Once you get to 100 instances and are confident to you will have at least 1,000 or preferably 10,000 instances then start considering single-database multi-tenancy. I don’t know what the number of instances is where it will be cheaper overall to user a single-database massively multi-tenant architecture versus a containerized multi-instance architecture, but I’d guess the number is closer to 10,000 instances than 1,000. The companies using Moqui for SaaS products to date generally have more complex high-ticket software, so the highest number of instances I’m aware of is in the hundreds.
I’ve had many discussions and even done some proof of concept work related to this. As I said above, if you have very limited functionality exposed to end users then it isn’t too hard. If you want large applications where users can do some of their own administration, reporting, etc then you start running into big problems. Eventually you find that you have to build something like Force.com with a full tool stack, data and logic and integrations and UI and on and on, that securely isolates tenants. This isn’t easy.
As a very rough estimate: I wouldn’t try this without a 7-figure budget unless you are dramatically limiting the functionality exposed to users (like the Coarchy example, a limited scope SaaS application offered by a company that does all the admin/etc). Even if you want to take the approach of trimming down an existing app like Marble ERP to by securely multi-tenant using the multi-organization functionality it would require a lot of work. Some of it has been designed for this and tested fairly thoroughly, but not much of it… it just isn’t designed for that.
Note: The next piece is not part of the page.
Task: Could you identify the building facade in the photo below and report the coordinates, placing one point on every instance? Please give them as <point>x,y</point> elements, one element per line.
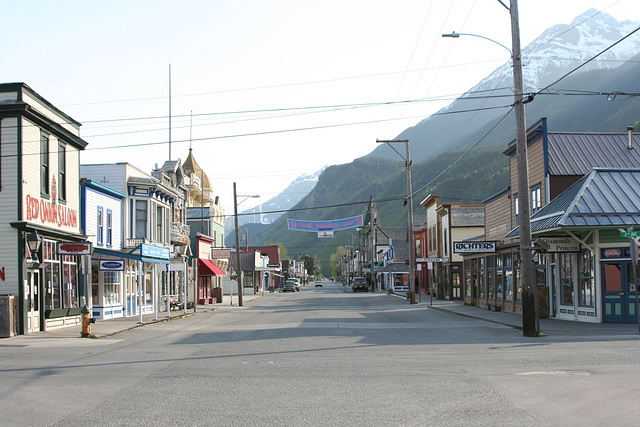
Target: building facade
<point>39,173</point>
Much of the data model does not even have adequate ownerPartyId or organizationPartyId types of fields required for multi-org filtering. You can see the ones that have been used, and refined over time by certain larger Moqui users, here:
As you can tell, I have a little trouble even trying to answer this sort of question in any simple, clear, brief way. Early on Moqui had a variety of multi-tenancy using a single app server (or app server cluster) and separate database instances. Even that approach just had too many issues and become troublesome to both build and maintain (hundreds of hours wasted on that… because it became clear that more hundreds of hours would be needed for secure tenant isolation), so it was removed in favor of the multi-instance approach.